One threshold is deliberately low: the module that wires a real AJV instance to the live schema sits at 35%, because most of it is genuinely exercised only in the browser. Rather than fake coverage with brittle DOM tests, the gate is set honestly to what the pure logic covers, and the rest is documented as manual. Which brings me to the last piece.


What's deliberately not automated

Not everything belongs in CI, and pretending it does produces flaky suites that teams learn to ignore. This project draws an explicit line — a method-to-layer split:

  • Automated: the deterministic logic — parsing, shape derivation, bounds extraction, error de-duplication, freshness diffing, the network seam. Pure functions with clear inputs and outputs. These run on every commit and gate the merge.
  • Manually verified: the modules that render to or read from the live DOM — schema renderers, validation overlays, the dynamic model loader, the UI components. These are checked by hand in the browser with devtools, where a human eye catches visual and perceptual problems a headless assertion would miss.

The important part is that this line is written down, in the test README, with the reasoning and the next step named: if the rendered layer ever warrants automation, a headless-browser harness like Playwright (whose auto-waiting removes most timing flakiness) is the natural tool. Until then, "manual" is a documented decision, not an accidental gap. A reader — or future me — can see exactly what's covered, what isn't, and why.

That honesty is itself a drift defense. The most dangerous test suite is the one that looks more complete than it is.


Takeaways

  1. When you don't own the source of truth, drift is the primary bug. Frame the whole test strategy around "where can my copy silently disagree with the real thing?" before writing a single assertion.
  2. Fixtures freeze the truth; sometimes you must test against the real thing.

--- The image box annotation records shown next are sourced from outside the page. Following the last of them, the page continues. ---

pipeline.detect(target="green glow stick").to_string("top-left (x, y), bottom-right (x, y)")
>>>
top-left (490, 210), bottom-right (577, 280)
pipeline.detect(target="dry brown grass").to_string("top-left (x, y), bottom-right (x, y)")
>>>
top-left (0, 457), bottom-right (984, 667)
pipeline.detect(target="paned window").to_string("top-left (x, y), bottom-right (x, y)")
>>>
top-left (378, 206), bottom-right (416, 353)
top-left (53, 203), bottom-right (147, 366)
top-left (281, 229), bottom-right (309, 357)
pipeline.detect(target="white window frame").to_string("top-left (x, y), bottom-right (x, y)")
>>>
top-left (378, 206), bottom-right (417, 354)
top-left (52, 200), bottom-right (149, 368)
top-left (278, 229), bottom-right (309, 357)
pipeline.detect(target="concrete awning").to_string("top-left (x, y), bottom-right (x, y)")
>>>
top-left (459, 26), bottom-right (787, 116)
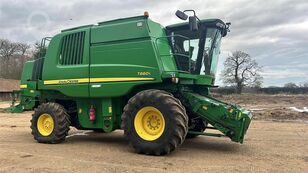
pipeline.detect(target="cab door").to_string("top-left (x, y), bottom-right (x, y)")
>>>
top-left (42, 29), bottom-right (90, 97)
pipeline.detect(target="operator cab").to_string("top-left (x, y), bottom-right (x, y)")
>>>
top-left (166, 19), bottom-right (228, 76)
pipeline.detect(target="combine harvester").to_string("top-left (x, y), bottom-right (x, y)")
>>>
top-left (10, 10), bottom-right (252, 155)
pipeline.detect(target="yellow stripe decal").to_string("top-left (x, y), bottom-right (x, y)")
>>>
top-left (44, 78), bottom-right (89, 85)
top-left (19, 85), bottom-right (28, 89)
top-left (90, 77), bottom-right (154, 82)
top-left (44, 77), bottom-right (154, 85)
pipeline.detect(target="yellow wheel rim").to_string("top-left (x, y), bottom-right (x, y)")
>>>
top-left (134, 106), bottom-right (165, 141)
top-left (37, 113), bottom-right (54, 136)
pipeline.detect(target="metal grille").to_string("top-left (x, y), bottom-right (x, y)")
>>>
top-left (60, 32), bottom-right (85, 65)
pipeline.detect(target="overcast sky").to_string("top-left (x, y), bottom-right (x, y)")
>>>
top-left (0, 0), bottom-right (308, 86)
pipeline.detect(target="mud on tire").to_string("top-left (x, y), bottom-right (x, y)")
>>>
top-left (30, 103), bottom-right (70, 144)
top-left (121, 90), bottom-right (188, 155)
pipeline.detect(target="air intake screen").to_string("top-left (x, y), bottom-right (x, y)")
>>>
top-left (60, 32), bottom-right (85, 65)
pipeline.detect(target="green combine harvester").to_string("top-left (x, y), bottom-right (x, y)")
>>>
top-left (10, 10), bottom-right (252, 155)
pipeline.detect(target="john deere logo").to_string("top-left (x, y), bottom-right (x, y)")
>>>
top-left (59, 79), bottom-right (79, 84)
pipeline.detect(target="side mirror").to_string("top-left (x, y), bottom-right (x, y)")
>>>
top-left (189, 16), bottom-right (198, 31)
top-left (175, 10), bottom-right (188, 20)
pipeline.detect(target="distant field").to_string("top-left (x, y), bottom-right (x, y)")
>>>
top-left (214, 94), bottom-right (308, 121)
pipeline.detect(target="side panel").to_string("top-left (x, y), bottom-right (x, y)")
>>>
top-left (89, 21), bottom-right (161, 97)
top-left (39, 29), bottom-right (90, 97)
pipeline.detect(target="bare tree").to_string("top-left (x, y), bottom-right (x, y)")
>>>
top-left (222, 51), bottom-right (263, 94)
top-left (0, 39), bottom-right (30, 79)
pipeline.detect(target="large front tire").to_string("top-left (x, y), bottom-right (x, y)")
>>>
top-left (122, 90), bottom-right (188, 155)
top-left (31, 103), bottom-right (70, 144)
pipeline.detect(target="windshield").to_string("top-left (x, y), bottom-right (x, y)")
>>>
top-left (170, 28), bottom-right (221, 75)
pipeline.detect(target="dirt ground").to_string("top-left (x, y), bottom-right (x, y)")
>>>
top-left (0, 95), bottom-right (308, 173)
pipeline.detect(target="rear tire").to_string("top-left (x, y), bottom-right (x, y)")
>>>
top-left (122, 90), bottom-right (188, 155)
top-left (31, 103), bottom-right (70, 144)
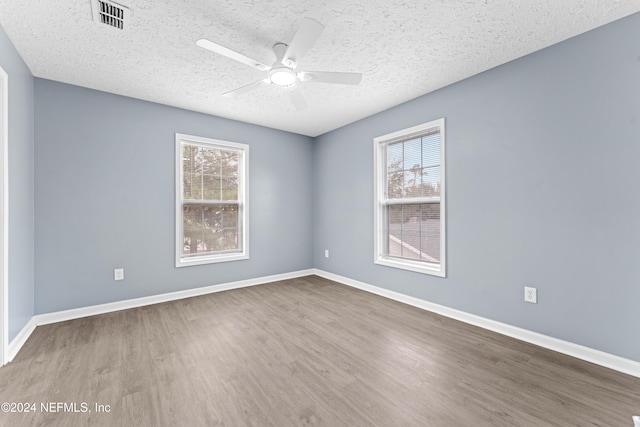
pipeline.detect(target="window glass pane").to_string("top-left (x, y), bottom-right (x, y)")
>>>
top-left (202, 148), bottom-right (220, 175)
top-left (220, 151), bottom-right (238, 177)
top-left (422, 166), bottom-right (440, 197)
top-left (420, 203), bottom-right (440, 262)
top-left (387, 203), bottom-right (440, 262)
top-left (222, 206), bottom-right (238, 228)
top-left (403, 138), bottom-right (422, 171)
top-left (387, 205), bottom-right (402, 257)
top-left (202, 175), bottom-right (221, 200)
top-left (223, 229), bottom-right (240, 250)
top-left (204, 205), bottom-right (223, 228)
top-left (204, 230), bottom-right (224, 252)
top-left (220, 176), bottom-right (238, 200)
top-left (422, 133), bottom-right (440, 167)
top-left (386, 142), bottom-right (403, 173)
top-left (402, 171), bottom-right (422, 197)
top-left (176, 137), bottom-right (248, 266)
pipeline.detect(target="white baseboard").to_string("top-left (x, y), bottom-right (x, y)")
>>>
top-left (5, 317), bottom-right (36, 363)
top-left (5, 269), bottom-right (314, 363)
top-left (5, 269), bottom-right (640, 378)
top-left (314, 269), bottom-right (640, 378)
top-left (33, 269), bottom-right (314, 326)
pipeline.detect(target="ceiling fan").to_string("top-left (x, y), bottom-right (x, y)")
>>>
top-left (196, 18), bottom-right (362, 110)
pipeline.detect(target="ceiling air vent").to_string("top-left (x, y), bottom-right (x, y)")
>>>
top-left (91, 0), bottom-right (129, 30)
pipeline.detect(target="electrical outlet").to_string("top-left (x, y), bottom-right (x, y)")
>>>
top-left (524, 286), bottom-right (538, 304)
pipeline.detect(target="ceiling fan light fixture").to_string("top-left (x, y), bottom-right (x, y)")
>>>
top-left (269, 67), bottom-right (296, 86)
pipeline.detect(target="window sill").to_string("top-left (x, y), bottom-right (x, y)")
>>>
top-left (176, 253), bottom-right (249, 268)
top-left (374, 256), bottom-right (447, 278)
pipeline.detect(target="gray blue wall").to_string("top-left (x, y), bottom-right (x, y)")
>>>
top-left (313, 14), bottom-right (640, 361)
top-left (0, 27), bottom-right (34, 341)
top-left (35, 79), bottom-right (313, 313)
top-left (5, 11), bottom-right (640, 361)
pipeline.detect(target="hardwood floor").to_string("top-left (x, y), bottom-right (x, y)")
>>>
top-left (0, 276), bottom-right (640, 427)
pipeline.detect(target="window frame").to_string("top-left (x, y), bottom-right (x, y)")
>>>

Run a subset of tests against the real schema and a pinned real dependency, so an upstream change turns into a red pipeline instead of a confused user.
  3. A check that can silently discover nothing is worse than no check. Guard your introspection with a sanity assertion (">40 models found"), or a broken import will report everything as clean.
  4. Test at the seam. Mock the network (or DOM, or external API) right at its boundary; assert fully on the logic above it. Deterministic branches become reliable guards instead of flaky ones.
  5. Enforce per-file, not project-wide, coverage. An average lets healthy modules hide rotting ones. Pin the drift-sensitive files individually.
  6. Write down what you don't automate. A documented manual-test surface is a decision; an undocumented one is a gap. The suite that overstates its own completeness is the one that eventually bites you.

Drift is quiet by nature — it's the bug that arrives with no failing test and no commit to blame. The only defense is to build the checks that go looking for it on purpose, put each one where it can actually see, and let CI insist on them every single time.